そして、それに彩りを添えるのは、賑やかな人々の声と、絶え間無い祝砲。
「大変長らくお待たせ致しました。 今日の主要な催しとして最後を飾りますのはカップルレースです!」
司会が目一杯声を張るが、すぐに人々の喝采で掻き消されている。
「へぇ〜っ、凄いなぁ♪こんなにすごい祭りなんだ。」
「もっと小規模かと思っていたけど、やはり皆の娯楽と化しているんだろう」
キョロキョロと辺りを見回しながら楽しそうにはしゃいでいる彩牙の横では、当然のように江が彩牙の肩を抱いている。
「なー、蓮飛…」
「…あ?」
この雰囲気、天気共に真逆の様相を見せているのは蓮飛だ。
憮然とした表情で腕を組み龍景の隣にいる。
服装が愛らしいため、遠目から見れば少し拗ねているようにも見えなくないが、近寄れば纏う空気や目付きで完全に不機嫌な事は丸見えだ。

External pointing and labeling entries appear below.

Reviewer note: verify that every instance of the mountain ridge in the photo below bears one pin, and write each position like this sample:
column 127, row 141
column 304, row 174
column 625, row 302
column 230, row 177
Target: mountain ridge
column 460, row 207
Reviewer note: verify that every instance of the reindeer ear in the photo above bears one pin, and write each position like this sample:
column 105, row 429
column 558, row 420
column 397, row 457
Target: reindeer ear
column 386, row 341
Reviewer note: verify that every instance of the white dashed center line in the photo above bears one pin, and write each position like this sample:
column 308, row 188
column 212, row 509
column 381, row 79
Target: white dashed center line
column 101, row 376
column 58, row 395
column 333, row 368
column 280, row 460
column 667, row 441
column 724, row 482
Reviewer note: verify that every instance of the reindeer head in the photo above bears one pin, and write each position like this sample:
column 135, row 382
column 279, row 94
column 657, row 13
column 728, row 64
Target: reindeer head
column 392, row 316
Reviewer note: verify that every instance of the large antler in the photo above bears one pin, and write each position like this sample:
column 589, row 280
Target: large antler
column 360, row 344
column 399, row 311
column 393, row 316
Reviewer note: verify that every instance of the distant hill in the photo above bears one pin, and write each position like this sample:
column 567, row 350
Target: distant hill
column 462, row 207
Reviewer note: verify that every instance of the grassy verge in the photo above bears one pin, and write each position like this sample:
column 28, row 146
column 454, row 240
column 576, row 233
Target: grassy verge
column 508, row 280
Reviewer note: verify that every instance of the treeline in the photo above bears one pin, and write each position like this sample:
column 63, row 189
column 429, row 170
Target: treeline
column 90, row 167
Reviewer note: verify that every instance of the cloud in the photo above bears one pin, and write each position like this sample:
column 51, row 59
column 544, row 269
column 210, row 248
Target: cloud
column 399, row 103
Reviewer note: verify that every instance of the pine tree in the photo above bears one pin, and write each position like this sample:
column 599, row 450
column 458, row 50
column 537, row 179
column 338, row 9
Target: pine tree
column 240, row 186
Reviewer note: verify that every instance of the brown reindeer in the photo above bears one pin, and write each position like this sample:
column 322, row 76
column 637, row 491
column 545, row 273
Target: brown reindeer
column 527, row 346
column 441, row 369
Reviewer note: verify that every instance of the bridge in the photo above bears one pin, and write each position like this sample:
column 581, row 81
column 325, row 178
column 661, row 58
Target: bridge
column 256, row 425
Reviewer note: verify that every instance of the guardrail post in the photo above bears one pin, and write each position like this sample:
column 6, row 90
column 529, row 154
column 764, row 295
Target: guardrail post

その不機嫌に心当たりのある龍景はその隣で冷や汗をたらたらとかいているような慌てぶりだ。
「はぁ?レースに負けてくれだ?」
その言葉を龍景から聞いたとたんに、蓮飛の端正な顔が歪む。
雰囲気に気圧されながらも龍景はフォローを出す。
「は、はい…。あ、でも賞品は俺達にくれる、と約束してくれましたし…」
「…ふざけんな。」
「え…ぁ…」
予想外、というか珍しい怒りを露にした蓮飛。
「てめーの力で勝って見せろって言ってやれ。ンな手段で金や賞品貰っても嬉しかねぇ。お断りだ。」
幼い頃から自活して、辛いことも自身の力で乗り越えて来た蓮飛だからこそ、そういった事が許せなかったのだろう。昨晩からずっと不機嫌なままだ。
「…蓮飛…どうしちゃったんだろうな?」
「さぁ?」
事のいきさつを全く聞いていない二人は、ただ首を傾げるばかりである。
「…そして、柳・晶ペア、最後に、孫・周防ペア。以上五組で争われます!」
司会が全てのペアを読み上げ、バタバタとスタート脇に走る。
「さぁ、どのペアが愛の力を見せ付け、優勝するのでしょうか!間もなく開始です!」
「…?」
彩牙はふっと空を見上げて首を傾げた。
「どうしたの?彩牙」
「風…風が、騒いでる…」
「…彩牙…」
江がそっと抱き寄せ、耳に唇を寄せる。
「ぅわっ、江!な、何…」
「…そろそろレースが始まるよ?…気になる事は、その後でもいいでしょ?」
「ぇ…ぁ…ぅ〜…」
「さ、行こう。」
まだ迷っている風の彩牙を連れて、江は馬の元へと向かった。
「龍景、わかってンだろうな?わざと負けたら絞めんぞ。」
「ぇ…あっ……はぃ…」
威圧するような蓮飛の態度に従うしかない龍景は、その長身を小さくちぢこませながら蓮飛の後を着いていった。
各々五組が馬に跨る。
スタート前からひと波乱ありそうな空気のまま、時間は迫っていく。
「やっぱり、風が何か言って…。」
彩牙の呟きは、
「よーい、スタート!!」
司会者の声と合図の音、そして大きな歓声の中に消えていった。
風が不安げに、4人の身を案じていた。